Omdat de leden van de D66-fractie onderschrijven dat het ontbreken van KOT de integratie
van de ouder in Nederland kan bemoeilijken, vragen deze leden naar de manier waarop
dit wordt betrokken bij de vormgeving van het stelsel met bijna-gratis kinderopvang
dat vanaf 1 januari 2025 in werking treedt
De leden van de SGP-fractie vragen de regering nader in te gaan op nut en noodzaak van deze maatregelen. Kan
de regering concreet aangeven welke problemen zich op dit moment voordoen, die met
dit wetsvoorstel worden opgelost? Volgens de regering zorgt dit voorstel ervoor dat
Oekraïense ontheemden die onder de Richtlijn Tijdelijke Bescherming1 vallen hun recht om te werken in praktijk kunnen brengen. In hoeverre ervaren Oekraïners
op dit punt een belemmering zonder kinderopvangtoeslag? Welke signalen heeft de regering
hierover ontvangen? Wat is de onderbouwing hiervoor? Welke concrete cijfers zijn er
waaruit dit blijkt?
De leden van de SGP-fractie lezen dat de regering met dit wetsvoorstel het voor ouders
met een partner buiten de Europese Unie (EU) mogelijk wil maken aanspraak te maken
op kinderopvangtoeslag. Kan de regering nader toelichten welke groepen ouders door
deze verbreding van de KOT-regeling aanspraak kunnen maken op kinderopvangtoeslag?

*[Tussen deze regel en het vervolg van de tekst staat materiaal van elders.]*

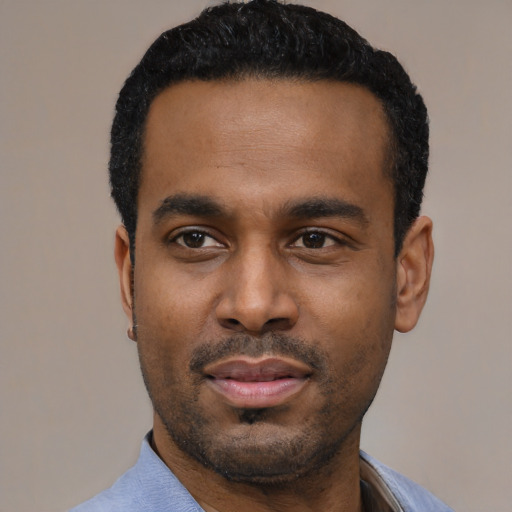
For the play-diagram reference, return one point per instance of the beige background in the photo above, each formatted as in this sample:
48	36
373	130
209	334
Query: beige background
73	407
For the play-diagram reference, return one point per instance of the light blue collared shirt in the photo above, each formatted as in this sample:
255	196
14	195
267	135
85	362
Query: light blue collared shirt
150	486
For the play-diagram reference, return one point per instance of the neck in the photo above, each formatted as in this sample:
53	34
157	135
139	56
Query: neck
334	487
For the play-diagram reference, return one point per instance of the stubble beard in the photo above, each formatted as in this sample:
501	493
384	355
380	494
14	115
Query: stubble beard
260	451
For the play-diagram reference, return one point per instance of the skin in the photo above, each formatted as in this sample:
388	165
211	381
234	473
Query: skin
254	276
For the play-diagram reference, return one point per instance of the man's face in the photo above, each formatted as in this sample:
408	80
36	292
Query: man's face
264	283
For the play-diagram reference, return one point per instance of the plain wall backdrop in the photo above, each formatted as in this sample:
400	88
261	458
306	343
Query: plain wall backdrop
73	406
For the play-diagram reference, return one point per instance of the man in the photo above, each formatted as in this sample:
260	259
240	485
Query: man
268	165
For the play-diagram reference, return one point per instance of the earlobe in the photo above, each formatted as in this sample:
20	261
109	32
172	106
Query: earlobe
414	266
124	269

Deze leden vragen hoeveel ouders als gevolg van deze uitbreiding naar schatting wel
aanspraak kunnen maken op kinderopvangtoeslag, die dat nu niet kunnen. Kan daarbij
onderscheid worden gemaakt tussen Oekraïense ontheemden die vallen onder de Richtlijn
Tijdelijke Bescherming en de overige ouders die hierdoor recht krijgen op kinderopvangtoeslag?

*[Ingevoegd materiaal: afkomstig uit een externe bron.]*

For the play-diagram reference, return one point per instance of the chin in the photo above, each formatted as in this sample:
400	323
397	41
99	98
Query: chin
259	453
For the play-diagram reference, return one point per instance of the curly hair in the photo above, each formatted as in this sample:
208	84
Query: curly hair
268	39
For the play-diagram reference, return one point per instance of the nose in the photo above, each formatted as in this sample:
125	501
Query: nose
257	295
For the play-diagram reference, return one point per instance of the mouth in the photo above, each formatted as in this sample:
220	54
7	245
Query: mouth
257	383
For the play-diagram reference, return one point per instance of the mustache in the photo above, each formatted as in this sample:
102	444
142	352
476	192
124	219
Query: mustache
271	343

2. Doel van de wetswijziging
De leden van de VVD-fractie vragen in hoeverre het gebrek aan kinderopvangtoeslag een belemmering is geweest voor
Oekraïense vluchtelingen om aan de slag te gaan in Nederland. Hoe regelden Oekraïense
gezinnen het voordat ze recht kregen op deze toeslag? Uit de Najaarsnota blijkt dat
er sprake is van een significante begrotingsmeevaller omdat veel minder Oekraïners
een beroep doen op kinderopvangtoeslag dan verwacht. Dit terwijl de arbeidsparticipatie
van Oekraïense vluchtelingen als hoog kan worden gekenmerkt. Kan de regering aangeven
hoe het dan komt dat veel minder Oekraïense vluchtelingen een beroep doen op kinderopvangtoeslag
dan verwacht? En wat zegt deze meevaller over de noodzaak van onderhavig wetsvoorstel?
In de beantwoording op vragen gesteld naar aanleiding van de Najaarsnota stelt de
regering dat slechts 100 gezinnen gebruikmaken van de toeslag in plaats van de geraamde
duizenden. Is de arbeidsparticipatie onder Oekraïense vluchtelingen dan daadwerkelijk
gestegen doordat ze aanspraak konden maken op kinderopvangtoeslag?

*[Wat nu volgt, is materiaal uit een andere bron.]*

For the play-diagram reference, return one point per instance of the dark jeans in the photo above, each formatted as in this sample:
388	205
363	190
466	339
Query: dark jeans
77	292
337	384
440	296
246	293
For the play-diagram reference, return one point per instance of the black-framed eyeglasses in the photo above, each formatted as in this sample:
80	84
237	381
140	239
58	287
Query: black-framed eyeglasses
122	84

Omdat Oekraïense ontheemden aanspraak kunnen maken op leefgeld en aan het werk kunnen,
staan de leden van de D66-fractie positief tegenover de KOT voor deze groep zodat hun kinderen naar de kinderopvang
kunnen en de ouders aan het werk kunnen. Hoeveel Oekraïense ontheemden met kinderen
zijn op dit moment nog niet aan het werk en hoeveel van hen zouden graag willen werken,
zo vragen deze leden. Voor hoeveel statushouders met een partner in het buitenland
geldt hetzelfde, vragen de leden van de D66-fractie verder.
Gelet op de personeelstekorten in de kinderopvang en de toegang van kinderen uit andere
landen tot de opvang, vragen de leden van de D66-fractie naar de toegang van ouders
van deze kinderen tot de kinderopvang. Deze leden vragen de regering op welke manier
Oekraïense ontheemden met ervaring in de kinderopvang geholpen kunnen worden om de
Nederlandse taal snel machtig te worden zodat zij ook op de kinderopvang kunnen werken.
3. Beargumentering voor aanpassing van de voorwaarden voor KOT als gekozen beleidsinstrument
Het voorkomen van hoge terugvorderingen lijkt de leden van de D66-fractie een wenselijk doel voor de KOT. Kan de regering uiteenzetten hoeveel ouders met kinderen
van wie één ouder in het buitenland verblijft geen recht hadden op KOT maar dat nu
wel krijgen, zo vragen deze leden. Wat gebeurt er met terugvorderingen die al lopen
voor ouders die een partner buiten de EU blijken te hebben gehad, vragen deze leden
voorts.
De leden van de SGP-fractie lezen dat het vanwege het gelijkheidsbeginsel niet mogelijk is onderscheid te maken
in het regelen van KOT voor groepen ouders waarvan één van de ouders zich buiten de
EU bevindt. Deze leden vragen de regering of ook is onderzocht of het mogelijk is
voor bepaalde groepen, bijvoorbeeld Oekraïense ontheemden, een aparte regeling te
treffen buiten de KOT om, en zo ja, waarom daar niet voor is gekozen. Is daarbij sprake
geweest van een bredere afweging, zodat daarbij niet enkel is gekeken naar doelmatigheid?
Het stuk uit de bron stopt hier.